Dated:  July 8, 1999


                            EM SUBSIDIARY, INC.


                            By:      /s/ Dieter Janssen
                                     ------------------------------------------
                            Name:    Dieter Janssen
                            Title:   President





                            EM LABORATORIES, INCORPORATED



                            By:      /s/ Stephen J. Kunst
                                     ------------------------------------------
                            Name:    Stephen J. Kunst
                            Title:   Vice-President & Secretary





                            MERCK KGaA, DARMSTADT, GERMANY



                            By:      /s/ Klaus-Peter Brandis
                                     ------------------------------------------
                            Name:    Klaus-Peter Brandis
                            Title:   Departmental Director (Abteilungsdirektor)
<PAGE>   4
                                  EXHIBIT INDEX

EXHIBIT

(a)(9) Text of Press Release, dated July 8, 1999.



<PAGE>   1

                       EXHIBIT (A) (9) TO AMENDMENT NO. 2

        PRESS RELEASE OF EM INDUSTRIES, INCORPORATED, DATED JULY 8, 1999





    For Immediate Release



    Contact:  Richard K. Hackett

    Vice President, Finance

    (914) 592-4660



    EM Industries, Incorporated Announces Expiration of Hart-Scott-Rodino
Waiting Period in Connection with Its Indirect Subsidiary's Tender Offer for
Shares of VWR Scientific Products Corporation.

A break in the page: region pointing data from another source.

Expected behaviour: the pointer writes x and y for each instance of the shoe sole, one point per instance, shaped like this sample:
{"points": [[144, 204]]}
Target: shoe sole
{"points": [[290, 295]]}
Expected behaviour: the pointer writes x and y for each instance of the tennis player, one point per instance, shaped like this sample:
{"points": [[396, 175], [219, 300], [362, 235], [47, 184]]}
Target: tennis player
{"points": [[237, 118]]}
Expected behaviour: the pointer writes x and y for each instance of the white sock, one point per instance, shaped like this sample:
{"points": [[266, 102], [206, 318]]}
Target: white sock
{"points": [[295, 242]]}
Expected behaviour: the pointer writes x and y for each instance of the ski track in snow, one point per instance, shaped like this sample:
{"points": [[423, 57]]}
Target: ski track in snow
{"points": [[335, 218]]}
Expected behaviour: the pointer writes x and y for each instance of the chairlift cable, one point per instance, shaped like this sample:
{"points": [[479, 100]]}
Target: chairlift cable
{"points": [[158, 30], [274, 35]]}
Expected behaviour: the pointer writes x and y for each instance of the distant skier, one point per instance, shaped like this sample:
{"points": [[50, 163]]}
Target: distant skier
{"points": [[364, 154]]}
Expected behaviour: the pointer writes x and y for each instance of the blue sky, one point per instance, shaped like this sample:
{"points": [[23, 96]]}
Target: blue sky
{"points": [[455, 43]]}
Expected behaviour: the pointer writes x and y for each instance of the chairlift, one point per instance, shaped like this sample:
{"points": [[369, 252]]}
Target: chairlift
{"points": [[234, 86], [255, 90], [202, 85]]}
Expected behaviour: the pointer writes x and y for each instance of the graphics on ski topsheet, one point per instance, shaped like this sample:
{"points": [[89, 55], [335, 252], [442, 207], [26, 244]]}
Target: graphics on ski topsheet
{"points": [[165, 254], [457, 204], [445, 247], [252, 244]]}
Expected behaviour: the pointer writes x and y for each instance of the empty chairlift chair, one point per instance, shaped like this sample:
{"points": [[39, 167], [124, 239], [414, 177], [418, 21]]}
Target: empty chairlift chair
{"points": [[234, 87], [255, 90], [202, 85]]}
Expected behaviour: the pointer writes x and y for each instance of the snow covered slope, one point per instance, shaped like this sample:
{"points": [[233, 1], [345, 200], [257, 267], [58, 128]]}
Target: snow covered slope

    Hawthorne, N.Y., July 8, 1999. - EM Industries, Incorporated announced today
that in connection with the currently pending tender offer by its indirect
wholly-owned subsidiary, EM Subsidiary, Inc., for all outstanding shares of VWR
Scientific Products Corporation at $37.00 per share, net to the seller in cash
without interest, the waiting period under the Hart-Scott-Rodino Antitrust
Improvements Act expired at 11:59 p.m. on July 7, 1999.

    The tender offer will expire at 12:00 midnight on Tuesday, July 13, 1999,
New York City time, unless the offer is extended.

    The tender offer remains subject to the other conditions listed in the offer
to purchase.

    EM Subsidiary, Inc. is a wholly owned subsidiary of EM Laboratories,
Incorporated, which is a wholly owned subsidiary of EM Industries, Incorporated,
a member of the Merck KGaA, Darmstadt, Germany group of companies focused on the
global pharmaceutical, specialty chemicals and laboratory markets.

    VWR Scientific Products Corporation distributes laboratory supplies,
chemicals and equipment to life science, educational and industrial
organizations throughout the United States and Canada. The company also
distributes critical environmental ("cleanroom") supplies and apparel to
manufacturers of electronics, medical devices and pharmaceuticals.